To protect the Americans' Cotentin operation, the Allies had to guard against interference by Field Marshal Erwin Rommel's mobile reserves. To this task Ike Eisenhower assigned a British-Canadian army which drove swiftly inland to Bayeux and Caen, and cut the Germans' main supply road and railway from the east.

One Beachhead. But neither Americans nor British attained their full preliminary objectives as early as had been hoped. It was week's end before the Yanks drove through Trevieres to Sully, effected a firm juncture with the British and thus united the beachheads; meantime the British were still battling to close a vise around Caen and there set up an immovable roadblock against Nazi counterattack.

The urgent need for this block was clear: Rommel lost no time in making tactical counterattacks with his 21st Panzers.
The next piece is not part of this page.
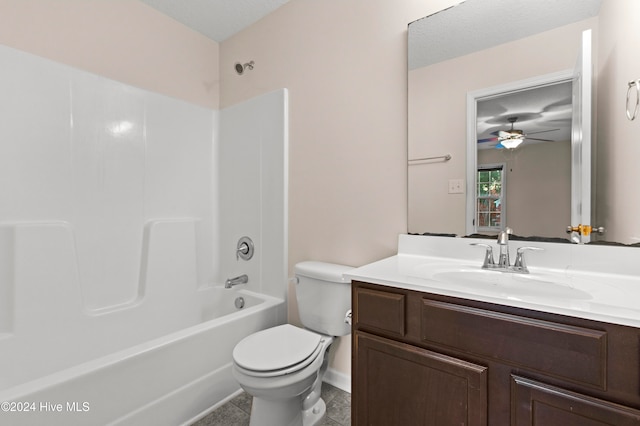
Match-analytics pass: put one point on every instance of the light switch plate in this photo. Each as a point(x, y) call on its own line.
point(456, 186)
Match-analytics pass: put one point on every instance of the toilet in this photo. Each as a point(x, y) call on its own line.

Around Caen the first tank battles of the invasion were fought. But they were preliminary, minor skirmishes compared with what was to be expected when Rommel finally struck.

Why did he delay? Said a Nazi military spokesman: "If we could be sure that the beachhead would remain only one, we could liquidate it when it pleased us. However, we are counting upon the [Allied] establishment of more beachheads where also we are holding reserves in readiness."

The Priceless Chance. The Nazis had missed their first chance, to cripple the invading forces by vigorous Luftwaffe blows at sea and on the beaches; they had missed their second, to counterattack strongly while the Allies were still disorganized on and near the beaches. Would they miss their third chance, to strike a decisive, strategic counterblow while the Allied bridgehead remained "only one"?

Where was the Luftwaffe? One explanation of its infrequent sorties was that Field Marshal Hugo Sperrle, bull-necked veteran of Spain's ill-famed Condor Legion, was saving his strength, to use it in close support of Rommel's army when his counterattack finally got under way.

Meanwhile, Nazi air squadrons made pinprick night attacks. They harassed beachheads occasionally, kept convoy gunners alert to repel assaults for which Berlin claimed good results.

Atlantic Wall. Was there or had there been an Atlantic Wall? Countering boisterous dispatches that the highly advertised defenses were "the biggest bluff of the whole war," the London Times military correspondent rumbled: "This is to do less than justice to the Allied troops." Said Reuter's Stanley Burch: "You could not make a single pinpoint on the map of the invasion beachhead not covered by crossfire from machine guns, mortars or light artillery."